Most exhibit green/blue casts which is expected. So I need an efficient workflow to get these into a usable condition. A few may be worth manual edits, but not many, given the quantity. Is a 'colour profile' what I need?
Whether a profile is the right answer can depend on where the casts are coming from. A profile is the most useful when the color casts are coming from the device, like if the scanner itself is not rendering balanced colors. A profile can also be useful for very common overall casts, such as daylight slide film exposed indoor lighting.
But Lightroom has other ways to address corrections for bulk scans, and you should consider those in case they are better for the job at hand. The Profiles feature was already mentioned, but you might not have to go that far. If the color cast can be easily fixed with the Develop module controls, use the quicker Presets feature instead.
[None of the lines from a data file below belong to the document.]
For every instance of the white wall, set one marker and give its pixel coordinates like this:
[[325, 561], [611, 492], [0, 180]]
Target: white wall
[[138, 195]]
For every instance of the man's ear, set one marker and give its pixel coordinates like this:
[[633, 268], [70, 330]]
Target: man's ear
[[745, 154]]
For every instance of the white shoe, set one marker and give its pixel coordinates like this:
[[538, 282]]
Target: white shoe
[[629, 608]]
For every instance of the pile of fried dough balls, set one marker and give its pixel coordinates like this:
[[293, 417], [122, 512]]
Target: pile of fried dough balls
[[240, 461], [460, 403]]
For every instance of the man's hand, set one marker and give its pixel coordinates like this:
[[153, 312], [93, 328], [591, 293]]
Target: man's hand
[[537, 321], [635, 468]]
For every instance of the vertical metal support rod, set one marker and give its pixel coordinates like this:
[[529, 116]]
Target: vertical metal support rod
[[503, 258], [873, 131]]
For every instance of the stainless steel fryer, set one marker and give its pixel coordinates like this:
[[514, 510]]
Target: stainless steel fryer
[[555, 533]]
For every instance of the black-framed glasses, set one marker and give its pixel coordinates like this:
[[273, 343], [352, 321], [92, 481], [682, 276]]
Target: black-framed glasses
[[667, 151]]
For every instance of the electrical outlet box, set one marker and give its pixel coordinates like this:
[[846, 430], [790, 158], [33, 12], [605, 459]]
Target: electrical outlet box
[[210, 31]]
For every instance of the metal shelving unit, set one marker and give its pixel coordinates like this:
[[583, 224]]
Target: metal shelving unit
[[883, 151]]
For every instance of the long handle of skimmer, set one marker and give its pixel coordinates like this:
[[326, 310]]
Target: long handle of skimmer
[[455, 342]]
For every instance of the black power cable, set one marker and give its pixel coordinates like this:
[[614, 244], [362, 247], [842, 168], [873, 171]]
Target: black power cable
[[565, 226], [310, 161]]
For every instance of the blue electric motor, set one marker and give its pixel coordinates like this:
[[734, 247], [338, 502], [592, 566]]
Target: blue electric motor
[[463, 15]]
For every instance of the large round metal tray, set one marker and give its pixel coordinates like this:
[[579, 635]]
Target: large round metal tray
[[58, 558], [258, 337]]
Fix one slide scan, and save those settings using the Preset panel on the left side of the Develop module. Then select any number of scans that need the same correction, and apply the preset, and you've instantly corrected multiple scans. The nice thing about presets is that it's fast and easy to create any number of variations of them as color casts shift across different rolls or ranges of frames.
That last sentence, by the way, should help you figure out which solution you should use. If the color cast is the same no matter what roll of slides you scan, then maybe you need a profile for the scanner. But if the color cast varies with the roll, film type, or even within the same roll, a profile can't fix all those variations and you should try making Presets as needed for each case. Or, if the cast is especially challenging, spend a little more time making a User Profile (not a formal scanner profile) as I-See-Light described. So be aware that you have all those options: Presets and User Profiles as well as a scanner profile.
Also pay close attention to what kind of cast you are looking at. If it's completely uniform, it could just be a simple white balance adjustment. But if the cast is different in the highlights and shadows, then you are looking at an adjustment using individual RGB tone curves or Split Toning. And if the cast actually changes across a slide, like increasingly blue toward the edges, now you're looking at applying a gradient local adjustment correction. All of those are Develop settings that can be saved as part of a preset and applied to scans in bulk to save time.